Very few purchases of small businesses are done on all cash basis. While most business owners would like to sell for cash, demanding it suggests to the buyer that something may be wrong with the business or that the seller is desperate.

Seller Financing

Almost all purchases of small businesses are structured so that a substantial portion of the purchase price is funded by the seller, alone or in conjunction with an infusion of cash from a commercial lender. The deal is structured to provide a reasonable down payment, with the balance financed by the seller at a fair interest rate, and allowing a reasonable period of time to repay the note, usually five to seven years. The business itself serves as collateral for the loan.

Over eighty percent of all small businesses sold in recent years have been sold with one third down and the owner financing the balance. By financing the deal in this manner, most sellers are able to realize a selling price substantially more than in an all cash transaction and, furthermore, are able to postpone some capital gains taxes.
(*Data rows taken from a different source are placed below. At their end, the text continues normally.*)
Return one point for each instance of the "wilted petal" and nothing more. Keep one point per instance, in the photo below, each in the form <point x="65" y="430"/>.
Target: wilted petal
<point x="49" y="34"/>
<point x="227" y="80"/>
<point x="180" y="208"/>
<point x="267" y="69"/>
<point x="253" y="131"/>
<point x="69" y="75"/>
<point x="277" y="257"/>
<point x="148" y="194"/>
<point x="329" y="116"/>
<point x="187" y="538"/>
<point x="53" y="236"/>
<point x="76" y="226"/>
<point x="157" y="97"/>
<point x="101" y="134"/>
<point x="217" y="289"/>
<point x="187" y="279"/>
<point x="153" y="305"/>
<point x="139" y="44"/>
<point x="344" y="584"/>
Seller financing is generally hassle-free. The business doesn't have to pass the rigors of a lending institution, nor does the buyer individually.

Seller financing is a winner for both buyer and seller. The seller will have too much at risk to misrepresent the business. A buyer will have too much invested to let the business fail. And the buyer is assured that the seller has enough confidence in the viability of the business to know that it will pay for itself over the life of the note. Consequently, the buyer and seller become a team – their futures are each dependent on the success of the business.

SBA Loans

Loans guaranteed by the U. S. Small Business Administration are also a popular source of funding for buyers. A buyer may use such funds to augment the down payment and/or reduce the amount of seller financing. They are offered by large, non-bank lenders, such as CIT, as well as many commercial banks. The non-bank companies are often favored by buyers because of their specialized knowledge, service and experience. Most important, while SBA lenders derive collateral from the company’s tangible assets, they will also loan against a company’s cash flow or goodwill. Thus, it may be the only institutional lending source for transactions where tangible asset value is not substantial, such as in many service businesses.

The drawbacks to SBA loans are that because of government requirements they involve substantial paper work by the lender and attorneys, can be time consuming and expensive, and often require personal collateral from the buyer, such as home equity.

Commercial Banks

Banks, while they purport to seek business acquisition loans, are not major participants in small business transactions. By their nature, they specialize in loans that require tangible assets as collateral, such as real estate, equipment, inventory and accounts receivable. They will also lend against a buyer’s personal assets, such as his home equity or stock portfolio. Where such assets are available as collateral in sufficient quantity, commercial bank loans can sometimes augment seller financing.

As with SBA loans, the bank loan application and approval process can be time consuming. Banks tend to be highly structured and often require loan reviews at several organizational levels by loan officers and committees. Plus, after a loan has been completed, their need for information about the continuing performance of the business, to assure compliance with loan requirements, can be somewhat onerous.


Non-Bank Lenders

Non-bank lenders, such as a mezzanine fund or Small Business Investment Company (SBIC), sometimes participate in larger transactions. They are often aggressive and flexible in their stated willingness to do a loan, but their interest rates can be high and they can pose significant demands on the borrower.